A landlord can deny accommodation to a probable tenant with an emotional support animal if;
- The building has four or fewer units and the landlord lives in one of them.
- It is a single family house that is rented without a real estate agent or broker.
- It is housing owned by private clubs or organizations and is used for its members.
Keep in mind, you, as a landlord cannot charge a pet deposit fee as an emotional support animal is not considered as a pet. However, if the ESA causes any damage to the property, you may charge the repairing cost. To support this, according to HUD’s handbook for subsidized multifamily programs: A housing provider may not require an applicant or tenant to pay a fee or a security deposit to keep the emotional support animal. Occupancy Requirements of Subsidized Multifamily Housing Programs, HUD, No. 4350.3, 2-44(E) (2013). 5, if the emotional support animal causes damage to the housing unit or the common areas of the dwelling, the housing provider may charge the cost of repairing the damage.
Few things to keep in mind:
- The emotional support animal is allowed to go anywhere in the premises which include common areas of the building unless it poses a financial or administrative burden.
- A tenant can get an emotional support animal whenever there is a need for one. He/she just has to provide you with the documentation.
- If the tenant requires multiple emotional support animals, he/she is entitled to do so provided he/she verifies that with valid documentation from a licensed medical professional.
If a tenant who is suffering from emotional or physical disorders feels that he/she has been subjected to discrimination and has been denied the right to reasonable accommodation, he/she may;
- File a complaint with the California Department of Fair Employment and Housing (DFEH) within one year of the most recent date of discrimination.
- File a complaint with the U.S. Department of Housing and Urban Development (HUD) under the Fair Housing Amendments Act, within one year of the discrimination.
- File a complaint against you with the state’s agency.

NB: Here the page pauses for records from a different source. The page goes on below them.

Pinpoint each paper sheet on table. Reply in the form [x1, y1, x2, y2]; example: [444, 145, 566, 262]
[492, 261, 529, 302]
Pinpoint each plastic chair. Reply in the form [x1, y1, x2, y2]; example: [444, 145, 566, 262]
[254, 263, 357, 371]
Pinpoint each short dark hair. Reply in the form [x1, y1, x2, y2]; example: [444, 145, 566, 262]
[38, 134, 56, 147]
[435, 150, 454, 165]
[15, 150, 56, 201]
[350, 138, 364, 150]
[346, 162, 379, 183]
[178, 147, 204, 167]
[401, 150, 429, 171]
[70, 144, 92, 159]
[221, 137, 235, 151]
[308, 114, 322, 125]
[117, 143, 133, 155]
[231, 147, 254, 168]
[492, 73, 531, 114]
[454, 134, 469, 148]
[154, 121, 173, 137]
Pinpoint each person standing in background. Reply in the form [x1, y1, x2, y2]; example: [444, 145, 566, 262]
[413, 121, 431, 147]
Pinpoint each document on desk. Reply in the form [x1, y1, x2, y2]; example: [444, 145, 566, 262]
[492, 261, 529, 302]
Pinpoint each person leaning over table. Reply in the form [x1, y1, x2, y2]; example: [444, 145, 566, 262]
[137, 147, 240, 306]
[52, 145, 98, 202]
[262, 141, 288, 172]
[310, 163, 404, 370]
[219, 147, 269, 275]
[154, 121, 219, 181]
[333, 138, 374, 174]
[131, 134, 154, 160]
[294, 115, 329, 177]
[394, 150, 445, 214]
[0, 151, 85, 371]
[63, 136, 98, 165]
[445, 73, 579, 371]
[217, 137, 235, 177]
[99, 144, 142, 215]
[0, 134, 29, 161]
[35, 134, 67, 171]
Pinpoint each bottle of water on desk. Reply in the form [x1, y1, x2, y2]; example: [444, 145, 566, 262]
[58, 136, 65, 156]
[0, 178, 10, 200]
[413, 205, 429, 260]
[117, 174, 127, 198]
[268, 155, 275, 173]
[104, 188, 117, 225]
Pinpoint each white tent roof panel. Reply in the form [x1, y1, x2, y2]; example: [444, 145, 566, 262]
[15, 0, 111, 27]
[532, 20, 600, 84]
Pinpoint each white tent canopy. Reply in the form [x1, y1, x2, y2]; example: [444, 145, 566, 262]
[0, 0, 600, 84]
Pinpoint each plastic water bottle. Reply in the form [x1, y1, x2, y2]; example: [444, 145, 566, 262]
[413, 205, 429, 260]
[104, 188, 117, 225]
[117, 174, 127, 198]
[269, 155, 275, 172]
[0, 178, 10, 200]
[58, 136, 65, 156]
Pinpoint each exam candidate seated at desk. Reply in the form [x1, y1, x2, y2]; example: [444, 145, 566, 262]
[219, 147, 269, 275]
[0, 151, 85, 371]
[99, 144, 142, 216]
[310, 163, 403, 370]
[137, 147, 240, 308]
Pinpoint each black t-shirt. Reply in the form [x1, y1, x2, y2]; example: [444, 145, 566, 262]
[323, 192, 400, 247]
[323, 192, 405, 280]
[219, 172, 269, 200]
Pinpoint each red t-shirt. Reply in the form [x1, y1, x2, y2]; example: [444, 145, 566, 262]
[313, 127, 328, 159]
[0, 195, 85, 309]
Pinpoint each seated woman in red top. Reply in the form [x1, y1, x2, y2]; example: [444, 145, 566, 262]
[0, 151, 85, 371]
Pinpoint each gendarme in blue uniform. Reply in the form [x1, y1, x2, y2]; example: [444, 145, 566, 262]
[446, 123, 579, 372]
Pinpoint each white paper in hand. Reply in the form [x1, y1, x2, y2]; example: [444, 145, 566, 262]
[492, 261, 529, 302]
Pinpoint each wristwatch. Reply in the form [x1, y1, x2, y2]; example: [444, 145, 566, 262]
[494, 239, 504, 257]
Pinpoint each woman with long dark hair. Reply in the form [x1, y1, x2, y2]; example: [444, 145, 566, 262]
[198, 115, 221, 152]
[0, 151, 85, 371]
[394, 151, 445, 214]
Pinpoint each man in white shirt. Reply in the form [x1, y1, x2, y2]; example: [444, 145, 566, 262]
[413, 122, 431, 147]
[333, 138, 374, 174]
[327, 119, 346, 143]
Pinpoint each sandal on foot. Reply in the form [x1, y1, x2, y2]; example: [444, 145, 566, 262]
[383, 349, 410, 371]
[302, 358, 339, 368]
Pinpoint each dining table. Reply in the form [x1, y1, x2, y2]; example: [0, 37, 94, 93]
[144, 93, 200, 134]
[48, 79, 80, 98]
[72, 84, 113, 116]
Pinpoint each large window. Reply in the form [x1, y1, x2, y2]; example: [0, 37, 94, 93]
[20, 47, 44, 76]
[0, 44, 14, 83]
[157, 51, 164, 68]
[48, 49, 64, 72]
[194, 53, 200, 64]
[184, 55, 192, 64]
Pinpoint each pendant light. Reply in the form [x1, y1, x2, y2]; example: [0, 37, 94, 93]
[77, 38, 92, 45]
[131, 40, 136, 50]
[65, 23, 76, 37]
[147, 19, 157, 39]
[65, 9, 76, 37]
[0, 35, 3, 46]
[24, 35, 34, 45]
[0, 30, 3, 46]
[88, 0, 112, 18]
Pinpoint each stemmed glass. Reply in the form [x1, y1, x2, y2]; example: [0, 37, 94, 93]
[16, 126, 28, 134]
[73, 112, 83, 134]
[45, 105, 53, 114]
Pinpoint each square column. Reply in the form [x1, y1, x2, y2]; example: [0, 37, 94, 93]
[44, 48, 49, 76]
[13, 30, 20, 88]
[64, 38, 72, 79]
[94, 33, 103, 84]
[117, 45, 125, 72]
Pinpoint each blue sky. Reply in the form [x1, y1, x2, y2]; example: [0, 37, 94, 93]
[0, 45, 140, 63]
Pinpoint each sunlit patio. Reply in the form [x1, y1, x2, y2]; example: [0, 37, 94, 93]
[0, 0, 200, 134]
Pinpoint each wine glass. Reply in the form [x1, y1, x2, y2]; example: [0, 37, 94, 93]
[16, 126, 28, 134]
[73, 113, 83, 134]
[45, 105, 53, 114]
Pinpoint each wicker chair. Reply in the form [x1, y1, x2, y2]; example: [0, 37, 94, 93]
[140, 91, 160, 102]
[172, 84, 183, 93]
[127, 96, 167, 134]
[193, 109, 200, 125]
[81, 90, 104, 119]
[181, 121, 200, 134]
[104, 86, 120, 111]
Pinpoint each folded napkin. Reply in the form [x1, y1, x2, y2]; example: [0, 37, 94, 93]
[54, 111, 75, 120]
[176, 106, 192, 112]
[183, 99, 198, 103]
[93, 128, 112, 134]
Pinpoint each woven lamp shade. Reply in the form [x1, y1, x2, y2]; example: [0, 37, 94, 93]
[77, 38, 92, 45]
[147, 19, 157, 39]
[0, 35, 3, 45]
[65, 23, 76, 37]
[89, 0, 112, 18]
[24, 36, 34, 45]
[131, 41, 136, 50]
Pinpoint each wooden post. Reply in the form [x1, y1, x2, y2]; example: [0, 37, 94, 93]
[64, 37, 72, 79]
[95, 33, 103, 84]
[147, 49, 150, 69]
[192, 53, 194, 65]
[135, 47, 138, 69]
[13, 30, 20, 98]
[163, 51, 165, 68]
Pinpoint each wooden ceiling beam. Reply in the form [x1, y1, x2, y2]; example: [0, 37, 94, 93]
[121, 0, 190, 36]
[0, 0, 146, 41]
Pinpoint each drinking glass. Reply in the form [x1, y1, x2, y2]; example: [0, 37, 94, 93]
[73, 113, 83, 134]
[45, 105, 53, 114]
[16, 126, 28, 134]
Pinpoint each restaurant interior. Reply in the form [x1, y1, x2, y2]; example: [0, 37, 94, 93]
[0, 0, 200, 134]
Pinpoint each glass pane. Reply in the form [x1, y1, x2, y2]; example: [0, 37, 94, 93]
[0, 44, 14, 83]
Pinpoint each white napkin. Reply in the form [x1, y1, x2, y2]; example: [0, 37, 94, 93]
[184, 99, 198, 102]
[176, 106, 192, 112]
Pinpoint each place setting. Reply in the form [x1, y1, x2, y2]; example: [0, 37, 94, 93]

- Sue and book you for violence.
After a thorough investigation, the HUD attorneys will litigate the case free of cost for the disabled person. If the Administrative Law Judge (ALA) decides that discrimination has occurred, you will have to
- Pay the attorney’s fee.
- Pay the Federal Government a civil penalty to vindicate the public interest. The maximum penalties that can incur are $16,000 for a first violation and $70,000 for a third violation within seven years.
- Compensate the person with a disability for actual damages including humiliation, suffering, and causing mental trauma.
- Provide injunctive or other equitable relief.
Landlords, don’t lose hope. You are entitled to consider the financial and administrative repercussions of allowing an emotional support animal onto your premises. You may have a difficult time proving the threat that an emotional support animal may cause. But, if the tenants are irresponsible and they do not take proper measures to make sure that their emotional support animal does not bother other tenants in and around the building, you can deny a reasonable accommodation or you can file for an eviction.